Et que pensez-vous du débat économique actuel sur la nécessité de voir une nouvelle monnaie remplacer le franc Cfa ?
Je suis bien sûr favorable à la création d’une monnaie indépendante africaine pour les zones de l’Afrique Centrale et de l’Afrique de l’Ouest. Cela rejoint d’ailleurs mon propos sur l’idée d’un nouveau récit culturel africain qui engage la refondation de nos systèmes politico-économiques et nos institutions. Comment imaginer, encore aujourd’hui, que notre économie soit ligotée et gouvernée par des forces extérieures ? Cette monnaie existe depuis 70 ans et contrôle toujours 15 pays d’Afrique. N’oublions pas non plus que cette monnaie signifie Franc des colonies françaises d’Afrique. Ce qui n’a plus de sens aujourd’hui, à l’exception de nous maintenir sous l’escarcelle de la France qui a, elle-même, abandonné le franc. C’est un frein considérable à notre économie, cela empêche nos exportations à cause de l’ajustement avec l’euro et nous endette de manière catastrophique. Cela ne profite qu’aux investisseurs étrangers et à la Banque de France qui continue d’imprimer nos billets. Autrement dit, c’est encore la France qui décide de notre survie. Si l’on veut parvenir à une réelle émancipation qui décolonialise à la fois notre économie et nos esprits, nous allons devoir créer notre propre monnaie d’échange, mais cela passe par une réforme structurelle profonde de l’économie globale africaine qui exige du courage de la part des élites et des dirigeants pour conduire cette mutation qui, elle seule, pourra rétablir l’équité monétaire et économique pour favoriser l’émergence réelle de notre croissance annoncée.
Quelles sont vos projets et vos perspectives pour 2018 ?
Dès janvier, je ferai la promotion de mon nouveau livre Moi, Sidia Diop ou l’astre d’espérance de la Sénégambie au Brésil. Puis avec la maison d’édition, nous avons aussi le projet d’une autre publication, celle de Isabelle Chemin qui a écrit un essai littéraire consacré à mes travaux d’écriture et qui s’intitule Amadou Elimane Kane ou l’imaginaire de la Renaissance africaine.
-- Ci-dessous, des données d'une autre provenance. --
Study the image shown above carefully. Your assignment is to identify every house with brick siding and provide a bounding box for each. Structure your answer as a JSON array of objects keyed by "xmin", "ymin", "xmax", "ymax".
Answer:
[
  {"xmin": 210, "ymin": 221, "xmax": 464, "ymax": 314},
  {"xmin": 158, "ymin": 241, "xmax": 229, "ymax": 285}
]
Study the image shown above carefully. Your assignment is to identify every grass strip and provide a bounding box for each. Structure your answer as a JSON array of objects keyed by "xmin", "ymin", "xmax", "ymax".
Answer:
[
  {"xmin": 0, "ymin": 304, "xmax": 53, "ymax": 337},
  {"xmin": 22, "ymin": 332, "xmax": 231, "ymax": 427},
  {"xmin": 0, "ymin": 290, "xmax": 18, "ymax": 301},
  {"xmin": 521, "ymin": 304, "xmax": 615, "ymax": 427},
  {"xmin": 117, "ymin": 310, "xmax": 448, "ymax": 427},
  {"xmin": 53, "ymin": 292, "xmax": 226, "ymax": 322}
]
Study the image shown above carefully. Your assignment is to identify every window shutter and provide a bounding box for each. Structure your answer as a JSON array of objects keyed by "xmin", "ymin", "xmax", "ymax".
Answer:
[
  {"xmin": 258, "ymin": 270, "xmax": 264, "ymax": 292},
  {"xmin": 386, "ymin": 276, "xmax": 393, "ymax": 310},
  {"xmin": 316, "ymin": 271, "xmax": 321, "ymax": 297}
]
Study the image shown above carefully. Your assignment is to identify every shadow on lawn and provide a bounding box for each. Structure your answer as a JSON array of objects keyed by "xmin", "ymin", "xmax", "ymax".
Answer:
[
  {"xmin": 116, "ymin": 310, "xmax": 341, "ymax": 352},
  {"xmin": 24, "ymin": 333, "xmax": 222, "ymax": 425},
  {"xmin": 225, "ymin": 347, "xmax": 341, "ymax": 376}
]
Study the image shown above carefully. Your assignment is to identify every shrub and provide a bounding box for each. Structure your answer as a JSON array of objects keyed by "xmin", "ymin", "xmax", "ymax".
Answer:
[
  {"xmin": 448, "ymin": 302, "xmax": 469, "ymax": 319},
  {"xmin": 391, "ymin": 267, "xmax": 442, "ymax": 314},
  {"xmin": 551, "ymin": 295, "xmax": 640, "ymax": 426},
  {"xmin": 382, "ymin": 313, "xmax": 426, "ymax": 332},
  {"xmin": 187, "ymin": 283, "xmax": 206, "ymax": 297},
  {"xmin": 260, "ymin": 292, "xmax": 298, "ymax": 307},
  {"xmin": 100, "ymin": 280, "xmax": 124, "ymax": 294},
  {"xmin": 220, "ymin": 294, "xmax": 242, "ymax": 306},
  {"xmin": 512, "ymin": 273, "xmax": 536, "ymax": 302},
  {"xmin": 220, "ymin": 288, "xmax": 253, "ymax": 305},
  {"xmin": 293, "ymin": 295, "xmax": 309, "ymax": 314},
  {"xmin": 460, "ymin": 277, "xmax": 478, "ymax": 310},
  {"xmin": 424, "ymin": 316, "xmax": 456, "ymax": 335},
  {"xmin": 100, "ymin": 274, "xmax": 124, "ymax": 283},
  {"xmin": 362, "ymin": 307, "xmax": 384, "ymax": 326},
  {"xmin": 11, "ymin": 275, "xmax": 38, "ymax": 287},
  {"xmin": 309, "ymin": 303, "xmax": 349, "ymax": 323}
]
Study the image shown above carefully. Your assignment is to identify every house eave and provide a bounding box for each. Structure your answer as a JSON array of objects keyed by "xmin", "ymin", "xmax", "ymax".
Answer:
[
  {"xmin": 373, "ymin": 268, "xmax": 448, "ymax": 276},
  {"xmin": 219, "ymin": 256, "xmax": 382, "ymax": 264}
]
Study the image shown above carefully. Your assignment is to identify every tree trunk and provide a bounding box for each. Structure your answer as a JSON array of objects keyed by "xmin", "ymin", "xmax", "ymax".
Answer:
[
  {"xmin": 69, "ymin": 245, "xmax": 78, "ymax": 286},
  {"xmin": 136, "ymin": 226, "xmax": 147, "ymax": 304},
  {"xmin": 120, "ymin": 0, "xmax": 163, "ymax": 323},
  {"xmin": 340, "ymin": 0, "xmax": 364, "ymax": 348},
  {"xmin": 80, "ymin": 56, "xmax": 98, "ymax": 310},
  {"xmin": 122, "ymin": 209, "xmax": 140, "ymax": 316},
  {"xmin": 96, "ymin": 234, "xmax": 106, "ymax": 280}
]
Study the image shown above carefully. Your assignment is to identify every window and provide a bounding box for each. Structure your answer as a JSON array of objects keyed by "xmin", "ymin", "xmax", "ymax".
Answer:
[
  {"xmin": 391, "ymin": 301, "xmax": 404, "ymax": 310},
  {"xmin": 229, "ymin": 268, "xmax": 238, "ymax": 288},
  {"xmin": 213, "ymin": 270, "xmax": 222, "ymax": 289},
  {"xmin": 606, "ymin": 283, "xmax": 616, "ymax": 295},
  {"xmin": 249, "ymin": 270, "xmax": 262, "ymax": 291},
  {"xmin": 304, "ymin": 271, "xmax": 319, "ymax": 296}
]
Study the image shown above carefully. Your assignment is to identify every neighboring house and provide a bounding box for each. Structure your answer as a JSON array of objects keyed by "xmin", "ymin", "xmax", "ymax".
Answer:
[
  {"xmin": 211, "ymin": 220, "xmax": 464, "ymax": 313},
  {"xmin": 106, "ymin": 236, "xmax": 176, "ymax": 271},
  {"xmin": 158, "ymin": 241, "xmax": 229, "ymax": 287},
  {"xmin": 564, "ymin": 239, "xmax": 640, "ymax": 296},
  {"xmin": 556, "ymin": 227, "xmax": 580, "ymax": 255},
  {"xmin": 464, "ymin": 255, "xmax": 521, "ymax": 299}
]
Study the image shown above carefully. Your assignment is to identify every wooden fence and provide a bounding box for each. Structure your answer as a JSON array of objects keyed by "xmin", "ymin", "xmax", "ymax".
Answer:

C’est une belle initiative que j’ai envie de porter. Je vais aussi poursuivre le partenariat avec l’Académie de la Guadeloupe où j’étais l’invité d’honneur en mars dernier pour un hommage au poète Guy Tirolien. J’ai pu y rencontrer des poètes, mais aussi des étudiants et des professeurs. J’espère pouvoir organiser un échange culturel et pédagogique en terre sénégalaise à l’Institut culturel panafricain de Yène. Je suis aussi invité de nouveau au Maroc, dans le cadre des Journées culturelles sénégalaises, organisées par les étudiants. Puis à la rentrée scolaire de 2018, nous avons le projet d’une résidence artistique et culturelle pour l’Académie de Paris en France. Vous voyez, que de belles choses qui me font vibrer ! Voilà mes souhaits pour 2018, ceux d’assurer la continuité culturelle pour valoriser notre patrimoine et notre créativité.